The number $150K should be arrived at through reason so that we can use reason to re-prove or disprove it.
“I need to leave $XXX for each of my children when I die” may not come from a place of reason. If it does, it should stand up to scrutiny and scrutiny should be frequently invited. If it comes from a place other than reason, that’s probably okay, but holding that opinion weakly could build room for the rest of a financial plan to succeed.
At the same time, some financial goals might stem more from emotion than reason. If they lead to a fulfilling life, no problem. But if an emotion-driven goal, e.g., “I will start saving in 10 years so I can YOLO now” invites poverty down the road, it’s possible that instead of financial planning, financial therapy could be a better fit.
It’s great to have strong opinions (goals), but when they’re years if not decades away, holding them weakly can blend them into direction. This may be a better recipe for success.
Cleared to Rejoin
I’m willing to bet that most of the people reading this article consider themselves goal oriented.
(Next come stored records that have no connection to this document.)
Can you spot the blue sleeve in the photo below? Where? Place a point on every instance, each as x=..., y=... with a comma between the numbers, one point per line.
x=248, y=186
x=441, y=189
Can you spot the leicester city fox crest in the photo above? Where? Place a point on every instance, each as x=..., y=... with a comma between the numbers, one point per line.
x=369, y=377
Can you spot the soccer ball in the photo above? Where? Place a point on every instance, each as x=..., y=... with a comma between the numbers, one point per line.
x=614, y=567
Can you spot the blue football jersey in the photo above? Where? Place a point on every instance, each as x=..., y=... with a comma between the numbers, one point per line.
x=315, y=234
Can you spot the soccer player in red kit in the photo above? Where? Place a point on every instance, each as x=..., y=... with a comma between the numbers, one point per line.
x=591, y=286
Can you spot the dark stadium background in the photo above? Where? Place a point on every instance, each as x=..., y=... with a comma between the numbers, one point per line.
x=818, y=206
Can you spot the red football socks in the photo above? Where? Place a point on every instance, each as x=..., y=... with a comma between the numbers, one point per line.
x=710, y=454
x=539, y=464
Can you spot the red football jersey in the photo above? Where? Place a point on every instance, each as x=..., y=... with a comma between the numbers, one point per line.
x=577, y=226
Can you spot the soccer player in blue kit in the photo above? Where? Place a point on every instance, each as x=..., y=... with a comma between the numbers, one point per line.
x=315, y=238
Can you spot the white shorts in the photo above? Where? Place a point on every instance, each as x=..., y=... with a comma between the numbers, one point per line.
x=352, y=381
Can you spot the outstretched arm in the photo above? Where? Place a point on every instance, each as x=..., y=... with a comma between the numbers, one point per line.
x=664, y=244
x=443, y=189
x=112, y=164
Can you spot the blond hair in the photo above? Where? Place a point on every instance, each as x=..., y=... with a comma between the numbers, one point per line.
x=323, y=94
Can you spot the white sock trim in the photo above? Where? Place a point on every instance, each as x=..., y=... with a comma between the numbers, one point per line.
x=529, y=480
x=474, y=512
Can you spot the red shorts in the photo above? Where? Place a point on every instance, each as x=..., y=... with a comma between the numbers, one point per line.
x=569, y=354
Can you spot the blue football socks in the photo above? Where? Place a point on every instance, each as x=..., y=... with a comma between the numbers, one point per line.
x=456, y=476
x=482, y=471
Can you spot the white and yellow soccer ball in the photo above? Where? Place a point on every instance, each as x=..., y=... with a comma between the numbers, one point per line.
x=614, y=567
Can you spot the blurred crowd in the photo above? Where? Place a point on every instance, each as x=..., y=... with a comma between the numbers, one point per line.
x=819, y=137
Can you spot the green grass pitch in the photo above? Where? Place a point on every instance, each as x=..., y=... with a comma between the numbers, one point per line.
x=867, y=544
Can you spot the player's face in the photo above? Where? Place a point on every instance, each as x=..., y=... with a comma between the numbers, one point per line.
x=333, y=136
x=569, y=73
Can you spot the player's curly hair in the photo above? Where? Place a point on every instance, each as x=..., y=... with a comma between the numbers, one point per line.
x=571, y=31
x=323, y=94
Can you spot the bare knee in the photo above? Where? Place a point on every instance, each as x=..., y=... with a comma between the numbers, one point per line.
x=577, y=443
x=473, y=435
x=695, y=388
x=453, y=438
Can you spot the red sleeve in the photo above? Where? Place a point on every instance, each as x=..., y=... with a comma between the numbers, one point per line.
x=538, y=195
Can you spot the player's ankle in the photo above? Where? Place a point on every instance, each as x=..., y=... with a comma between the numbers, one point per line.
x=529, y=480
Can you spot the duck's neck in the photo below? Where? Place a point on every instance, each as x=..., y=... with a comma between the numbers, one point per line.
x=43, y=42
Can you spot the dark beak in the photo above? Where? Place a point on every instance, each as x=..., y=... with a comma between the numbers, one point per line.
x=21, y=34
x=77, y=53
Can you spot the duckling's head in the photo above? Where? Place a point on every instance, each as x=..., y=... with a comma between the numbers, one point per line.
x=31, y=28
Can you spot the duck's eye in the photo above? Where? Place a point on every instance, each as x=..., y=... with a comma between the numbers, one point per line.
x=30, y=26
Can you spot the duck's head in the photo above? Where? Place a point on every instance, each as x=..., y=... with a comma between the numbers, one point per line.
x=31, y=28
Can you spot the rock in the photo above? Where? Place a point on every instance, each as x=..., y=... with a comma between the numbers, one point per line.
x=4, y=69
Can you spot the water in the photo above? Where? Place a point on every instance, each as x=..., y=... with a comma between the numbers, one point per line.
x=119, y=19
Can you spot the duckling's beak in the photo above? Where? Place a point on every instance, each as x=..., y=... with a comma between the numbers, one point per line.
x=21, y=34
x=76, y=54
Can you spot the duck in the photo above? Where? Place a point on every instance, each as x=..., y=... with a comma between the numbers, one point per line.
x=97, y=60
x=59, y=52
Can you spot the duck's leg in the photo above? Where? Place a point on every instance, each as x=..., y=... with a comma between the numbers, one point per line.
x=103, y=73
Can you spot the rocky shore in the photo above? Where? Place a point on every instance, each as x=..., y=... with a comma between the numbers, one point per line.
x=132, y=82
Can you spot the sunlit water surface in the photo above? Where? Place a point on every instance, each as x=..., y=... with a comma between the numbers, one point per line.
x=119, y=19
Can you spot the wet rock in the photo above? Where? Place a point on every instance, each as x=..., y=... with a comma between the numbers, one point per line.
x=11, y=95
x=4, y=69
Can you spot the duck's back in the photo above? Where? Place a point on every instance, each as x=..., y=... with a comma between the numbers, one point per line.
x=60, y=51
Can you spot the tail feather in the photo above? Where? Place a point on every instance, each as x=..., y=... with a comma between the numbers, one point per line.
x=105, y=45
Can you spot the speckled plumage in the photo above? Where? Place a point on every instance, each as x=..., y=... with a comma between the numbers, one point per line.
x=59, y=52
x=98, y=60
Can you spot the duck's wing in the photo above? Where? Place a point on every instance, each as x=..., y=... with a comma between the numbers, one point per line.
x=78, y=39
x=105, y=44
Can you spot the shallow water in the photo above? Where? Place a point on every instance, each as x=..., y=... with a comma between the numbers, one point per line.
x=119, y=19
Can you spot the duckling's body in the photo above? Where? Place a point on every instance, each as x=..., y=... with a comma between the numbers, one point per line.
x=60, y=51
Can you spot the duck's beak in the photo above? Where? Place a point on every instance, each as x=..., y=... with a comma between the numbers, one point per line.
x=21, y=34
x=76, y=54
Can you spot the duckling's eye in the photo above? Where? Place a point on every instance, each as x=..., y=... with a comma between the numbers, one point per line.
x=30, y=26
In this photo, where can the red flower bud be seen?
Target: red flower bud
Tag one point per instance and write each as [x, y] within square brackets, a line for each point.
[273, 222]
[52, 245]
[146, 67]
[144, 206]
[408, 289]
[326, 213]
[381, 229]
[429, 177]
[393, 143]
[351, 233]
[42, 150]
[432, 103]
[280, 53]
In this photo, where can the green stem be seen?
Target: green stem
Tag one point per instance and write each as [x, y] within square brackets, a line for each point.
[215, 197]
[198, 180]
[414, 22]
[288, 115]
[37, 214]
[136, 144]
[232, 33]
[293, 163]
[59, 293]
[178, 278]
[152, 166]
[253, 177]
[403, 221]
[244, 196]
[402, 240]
Sometimes SMART goals are a great fit. Sometimes they result in goal fatigue and disappointment. Blending goals and direction can create a path for long-term financial success. Goals can organize the near-term activity (saving $500 per month in an IRA) and contribute to the direction (having enough for needs wants and wishes in retirement) but leave plenty of flexibility for changing course and still having the resources that create choices.